The US Navy's Chief of Naval Operations is looking for a strike fighter and he's looking well beyond the F-35.
Admiral Jon Greenert told a Washington audience last week that the F-35's vaunted stealth cloaking, the magical advantage for which it sacrifices speed, agility, range and payload, "may be overrated."
"What does that next strike fighter look like?" Greenert asked the packed forum. "I'm not sure it's manned, don't know that it is. You can only go so fast, and you know that stealth may be overrated. ... Let's face it, if something moves fast through the air, disrupts molecules and puts out heat — I don't care how cool the engine can be, it's going to be detectable.
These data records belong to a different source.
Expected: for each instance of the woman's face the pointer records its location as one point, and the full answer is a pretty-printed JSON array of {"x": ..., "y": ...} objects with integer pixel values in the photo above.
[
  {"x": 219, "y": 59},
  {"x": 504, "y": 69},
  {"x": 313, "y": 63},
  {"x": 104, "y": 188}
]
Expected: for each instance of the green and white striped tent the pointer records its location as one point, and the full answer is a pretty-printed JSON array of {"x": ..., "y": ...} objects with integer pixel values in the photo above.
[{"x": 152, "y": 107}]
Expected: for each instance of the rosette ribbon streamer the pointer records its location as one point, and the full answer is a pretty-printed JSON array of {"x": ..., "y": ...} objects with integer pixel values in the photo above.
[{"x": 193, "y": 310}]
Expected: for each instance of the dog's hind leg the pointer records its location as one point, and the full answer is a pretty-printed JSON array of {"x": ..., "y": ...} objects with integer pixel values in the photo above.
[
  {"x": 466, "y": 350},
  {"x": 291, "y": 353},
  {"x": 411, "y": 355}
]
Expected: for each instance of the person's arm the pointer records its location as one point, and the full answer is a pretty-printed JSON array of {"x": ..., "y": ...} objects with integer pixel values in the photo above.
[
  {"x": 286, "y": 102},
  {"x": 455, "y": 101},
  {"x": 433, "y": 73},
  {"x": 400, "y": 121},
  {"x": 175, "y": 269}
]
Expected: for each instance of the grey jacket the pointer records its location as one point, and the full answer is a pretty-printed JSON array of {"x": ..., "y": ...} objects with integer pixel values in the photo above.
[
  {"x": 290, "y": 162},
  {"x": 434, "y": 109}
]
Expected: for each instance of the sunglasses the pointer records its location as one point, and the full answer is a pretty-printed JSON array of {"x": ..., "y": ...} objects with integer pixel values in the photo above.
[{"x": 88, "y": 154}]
You get my point."
Aviation analysts who watch the F-35 program closely say Greenert's comments reflect ambivalence among naval aviators about the F-35 as a strike fighter, especially compared to the tried-and-true F/A-18 E/F Super Hornets.
"It's not just Greenert, it's across the naval aviation community: They're just not that into the F-35," said Richard Aboulafia, vice president for analysis at the Teal Group.
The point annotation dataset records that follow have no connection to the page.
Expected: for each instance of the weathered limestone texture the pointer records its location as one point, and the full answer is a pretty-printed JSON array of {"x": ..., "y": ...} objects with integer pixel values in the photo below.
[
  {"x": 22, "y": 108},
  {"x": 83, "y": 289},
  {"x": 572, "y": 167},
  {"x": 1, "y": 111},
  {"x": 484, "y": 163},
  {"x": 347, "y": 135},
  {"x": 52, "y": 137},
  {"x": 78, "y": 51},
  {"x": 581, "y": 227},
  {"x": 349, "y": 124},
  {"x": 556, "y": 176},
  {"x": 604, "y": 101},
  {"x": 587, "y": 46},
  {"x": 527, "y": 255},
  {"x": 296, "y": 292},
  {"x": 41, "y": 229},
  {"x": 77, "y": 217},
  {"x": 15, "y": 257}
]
Admiral Greenert sees a need for the navy to shift away from a warplane that focuses on hiding from the opposition.
"It is time to consider shifting our focus from platforms that rely solely on stealth to also include concepts for operating farther from adversaries using standoff weapons and unmanned systems — or employing electronic-warfare payloads to confuse or jam threat sensors rather than trying to hide from them."
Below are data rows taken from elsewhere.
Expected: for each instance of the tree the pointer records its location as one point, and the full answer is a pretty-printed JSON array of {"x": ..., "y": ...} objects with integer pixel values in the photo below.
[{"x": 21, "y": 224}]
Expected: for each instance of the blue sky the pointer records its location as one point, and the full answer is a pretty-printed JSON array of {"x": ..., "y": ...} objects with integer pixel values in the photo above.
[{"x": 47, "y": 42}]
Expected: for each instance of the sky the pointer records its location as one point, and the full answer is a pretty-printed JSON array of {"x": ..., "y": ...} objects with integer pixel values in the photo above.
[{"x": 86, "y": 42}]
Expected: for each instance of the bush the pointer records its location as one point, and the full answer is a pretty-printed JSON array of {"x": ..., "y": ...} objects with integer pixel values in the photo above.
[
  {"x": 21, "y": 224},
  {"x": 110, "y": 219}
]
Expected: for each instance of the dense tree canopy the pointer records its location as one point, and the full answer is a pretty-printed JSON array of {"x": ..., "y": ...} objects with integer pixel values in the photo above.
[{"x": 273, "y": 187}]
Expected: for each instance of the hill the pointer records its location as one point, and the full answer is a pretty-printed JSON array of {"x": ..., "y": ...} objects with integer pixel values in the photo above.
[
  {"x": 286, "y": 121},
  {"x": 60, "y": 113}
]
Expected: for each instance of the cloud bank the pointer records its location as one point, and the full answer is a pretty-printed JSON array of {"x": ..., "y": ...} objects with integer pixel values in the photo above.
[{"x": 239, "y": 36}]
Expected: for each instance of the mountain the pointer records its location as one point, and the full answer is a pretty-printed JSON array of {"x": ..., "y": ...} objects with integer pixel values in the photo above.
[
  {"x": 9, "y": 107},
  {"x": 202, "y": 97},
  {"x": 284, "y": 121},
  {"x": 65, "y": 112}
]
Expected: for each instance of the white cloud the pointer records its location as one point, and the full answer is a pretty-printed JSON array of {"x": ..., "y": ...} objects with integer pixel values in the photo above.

"There are some officers in the Navy who would like to see stealth brought to carriers, but quite a few who wouldn't, who would rather stick with something they know, at a price they know, with two engines that they know and perhaps, shift all funding to the sixth generation [F/A-18]," Aboulafia said.
He said the Navy's buying pattern is telling as to how it sees it integrating into the fleet.
"They are just not acting like the F-35 will be a major part of their force structure in the future," he said, noting he estimated that the Navy might end up buying roughly 200.